Author of Doors and Tunnels (Quickies, 2010)
Sherry Narens has worked in theatre all her adult life as an actor, playwright and director. Beginning with the eleven years she worked with Chicago Dramatists (during which time her play, Parktalk, was produced there) she has focused largely on new plays and new play development.  Her play Theresa Bassoon was an Award Recipient from The Kennedy Center Fund for New American Plays as well as winner of the Best Full Length Play Award at the Actors Theatre of Santa Cruz.  She participated in a developmental residency at University of Pittsburgh which culminated in a student staging of Karmic Soap Opera (her play about one couple in 10 lifetimes).  Her short play Village of the Sirens was developed for The Art Project and performed as a benefit for Theatre Puget Sound in 2005.  Last summer The Destiny of Souls was presented as part of Seattle Playwrights Collective’s Page to Stage Showcase.  She is a member of The Dramatists Guild and an active regular member of Seattle Playwrights Collective.


Where did you get the idea for Doors and Tunnels?
I’ve been interested in doors and doorways for a long time: places where something changes, where a transition occurs.  When I lived in Eugene I learned that the place where big stage sets for the Opera and Ballet were kept was an old door factory, and I’ve been chewing on the idea of a door factory ever since.  I suspect this short play is the core idea of what will become a larger piece somewhere along the line.

What is your favorite moment in the play?
One that I wrote but which may be technically impossible: the stage direction that “a shaft of darkness appears.”  I love that idea.

Who is your current playwright talent crush?
Can’t say that I have one. There are a lot of playwrights I admire greatly, but I’m interested in stretching the theatre to do things that can’t be done in other media, and there aren’t very many people doing that these days.

What advice would you give to aspiring playwrights?
Write your vision instead of what you think can be produced. Unless we create really exciting new work no one will ever see anything but kitchen dramas. It’s up to us.

What kind of theater do you love?
Here’s where I contradict myself: I love theatre that is verbally interesting and I love theatre that uses space and movement to draw the audience into an entirely unexpected experience. So I love Shakespeare and Stoppard, but I’ve been most influenced by the final moment of Threepenny Opera which I saw when I was about 15 (when the Street Singer sang, “Light ‘em up boys” and the lights hit – me!), The Living Theatre’s production of Paradise Now which bent the theatre in ways we may never see again, and the movement based work of Gilles Maheu’s Carbone 14 from Montreal. My work has a long way to go before it lives up to these predecessors.
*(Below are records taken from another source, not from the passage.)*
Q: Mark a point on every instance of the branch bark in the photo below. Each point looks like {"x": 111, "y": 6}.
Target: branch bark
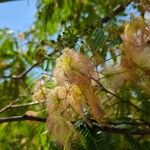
{"x": 22, "y": 118}
{"x": 98, "y": 127}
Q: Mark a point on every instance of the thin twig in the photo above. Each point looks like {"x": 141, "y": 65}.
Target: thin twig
{"x": 27, "y": 104}
{"x": 102, "y": 127}
{"x": 22, "y": 118}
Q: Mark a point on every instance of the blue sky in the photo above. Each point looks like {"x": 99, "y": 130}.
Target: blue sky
{"x": 17, "y": 15}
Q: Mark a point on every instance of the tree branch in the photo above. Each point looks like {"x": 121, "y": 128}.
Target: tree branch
{"x": 119, "y": 130}
{"x": 22, "y": 118}
{"x": 98, "y": 127}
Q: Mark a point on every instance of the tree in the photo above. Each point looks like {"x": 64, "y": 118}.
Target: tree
{"x": 78, "y": 78}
What are you currently working on?
Working on a rewrite of Lincoln Park, or The Betrayal of the Sidhe, which examines the impact of urbanization on the faeries who live on the land (hopefully in an entertaining way), and looking for the next step in the development of The Secret Life of Eleanor Rigby, a play about a woman and her cat (a play which I wrote for a brilliant actor who lives in Beijing and whom I met in England a few years back).

Outside of theater, what are you really into right now?
I’m a shamanic practitioner, advocate for wild places and supporter of natural burial.

Do you have a favorite and least favorite word?
Nope. I just love words: how they sound, how it feels to say them.

Is there a question you would like to see posed to playwrights featured in future spotlights?
I’d love for playwrights to address what it is in theatre that cannot be translated to film, video etc.